Estamos presentando el número nueve de Carapachay o la guerrilla del junco. Cada emisión nos lanza a un recorrido único, que discurre, como los riachos o los grandes canales con su densidad y fluidez. Las voces que resuenan en cada edición (tanto en el eco de sus palabras como en la voz de las imágenes) arman una trama: una comunidad. Ese tejido que ofrece la revista sólo es posible gracias al compromiso que nos devuelven cada uno de sus colaboradores. Hablamos de colaboraciones generosas y desinteresadas que sostienen a la revista como los cimientos a una casa. No parece extraño que así sea, después de todo la lengua es nuestra casa, nuestro hogar. Invitados a irnos de la ciudad, a desalojarla, como hemos sido en estos días, preferimos refugiarnos en ésta para volver a pensar nuestro presente.

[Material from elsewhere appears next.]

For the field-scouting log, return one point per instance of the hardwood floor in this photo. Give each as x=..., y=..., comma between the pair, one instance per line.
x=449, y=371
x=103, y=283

Al hacerlo una sensación nos invade, la de que en tiempos oscuros como los que vivimos la lengua, como todo hogar, se puebla de tristeza, se deja, por decir algo, penetrar por lo feo y lo putrefacto. Esa es la sensación que se tiene cuando se leen muchos de los textos que componen este número de Carapachay o la guerrilla del junco, que no por casualidad es la misma sensación que se tiene cuando se sale a caminar por la calle, cuando se encuentra uno con amigos o conocidos, cuando se sienta a tomar algo en un bar. Son los temas que surgen del fondo de las escrituras para revelarse como vivencia y por qué no también como destino. Destinos y vivencias concatenados, que se mueven al compás de la muerte, de la miseria, de la inacción y la desidia. Sin embargo, siempre hay grietas, fisuras por donde el cansancio y el hastío dejan escapar algunos rayos de luz. Destellos críticos, disrupciones estilísticas que nos invitan, nos seducen, nos movilizan. Y el río, siempre el río. Nuestro aliado, nuestra fuente inagotable de palabras y pensamientos. Río que se expresa en este caso como una certeza, a pesar de todo, alentadora. La certeza de que seguimos escribiendo, compartiendo, generando un espacio de discusión, una comunidad, tal vez más ensimismada de lo que quisiéramos, pero seguimos ahí, perseverando, sosteniendo. Y quién sabe si de tanto perseverar el día de mañana no nos encuentre bailando, bailando –cómo dice Mariana Docampo- en un tiempo cósmico, que siempre es el tiempo de la palabra nueva.